Performance Benchmarking Big Data Platforms in the Cloud

On-Demand Webinar

Performance is often a key factor in choosing big data platforms. Over the past few years, Apache Spark™ has seen rapid adoption by enterprises, making it the de facto data processing engine for its performance and ease of use.

Since starting the Spark project, our team at Databricks has been focusing on accelerating innovation by building the most performant and optimized Unified Analytics Platform for the cloud. Join Reynold Xin, Co-founder and Chief Architect of Databricks as he discusses the results of our benchmark (using TPC-DS industry standard requirements) comparing the Databricks Runtime (which includes Apache Spark and our DBIO accelerator module) with vanilla open source Spark in the cloud and how these performance gains can have a meaningful impact on your TCO for managing Spark.


This webinar covers:

  • Differences between open source Spark and Databricks Runtime.
  • Details on the benchmark including hardware configuration, dataset, etc.
  • Summary of the benchmark results which reveal performance gains by up to 5x over open source Spark and other big data engines.
  • A live demo comparing processing speeds of Databricks Runtime vs. open source Spark.
  • Special Announcement: We will also announce an experimental feature as part of the webinar that aims at drastically speeding up your workloads even more.
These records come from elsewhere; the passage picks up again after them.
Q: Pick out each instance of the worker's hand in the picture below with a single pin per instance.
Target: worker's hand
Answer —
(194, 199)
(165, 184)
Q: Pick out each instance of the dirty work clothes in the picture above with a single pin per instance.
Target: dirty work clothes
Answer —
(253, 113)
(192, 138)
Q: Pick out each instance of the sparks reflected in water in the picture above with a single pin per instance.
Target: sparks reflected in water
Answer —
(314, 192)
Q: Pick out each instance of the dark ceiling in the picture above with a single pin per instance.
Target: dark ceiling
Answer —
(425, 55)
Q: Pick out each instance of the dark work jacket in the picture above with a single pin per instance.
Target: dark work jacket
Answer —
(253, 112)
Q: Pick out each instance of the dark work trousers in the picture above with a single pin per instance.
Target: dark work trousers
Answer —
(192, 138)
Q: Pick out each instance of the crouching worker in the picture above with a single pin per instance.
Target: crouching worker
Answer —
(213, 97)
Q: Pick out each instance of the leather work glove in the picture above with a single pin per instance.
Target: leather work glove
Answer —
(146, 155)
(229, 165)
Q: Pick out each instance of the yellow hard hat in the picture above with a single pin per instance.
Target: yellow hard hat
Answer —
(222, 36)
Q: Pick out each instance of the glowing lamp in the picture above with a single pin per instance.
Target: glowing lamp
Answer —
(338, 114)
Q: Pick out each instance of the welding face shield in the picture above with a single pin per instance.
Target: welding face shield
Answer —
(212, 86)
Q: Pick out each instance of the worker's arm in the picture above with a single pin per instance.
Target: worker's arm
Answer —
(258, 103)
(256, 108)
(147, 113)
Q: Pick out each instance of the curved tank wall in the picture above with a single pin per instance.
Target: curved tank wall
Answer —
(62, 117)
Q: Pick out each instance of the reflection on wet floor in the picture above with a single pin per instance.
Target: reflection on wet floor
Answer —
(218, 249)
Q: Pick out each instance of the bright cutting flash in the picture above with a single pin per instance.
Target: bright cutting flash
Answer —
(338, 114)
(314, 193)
Be the first to see this feature in action. Register today!


Presenters
  • Reynold Xin

    Co-founder and Chief Architect

    Reynold oversees Databricks' technical contributions to Apache Spark and Databricks Runtime, initiating efforts such as DataFrames, Project Tungsten, and Spark 2.0. To demonstrate Spark's scalability and performance, he led the efforts in the 2014 Daytona GraySort contest and set the 2014 world record, beating the previous record held by Hadoop with 30X higher per-node efficiency. He was also part of the team that set the 2016 CloudSort record for the most efficient and lowest cost software to sort 100TB of data in the cloud, beating the 2015 record by 3X.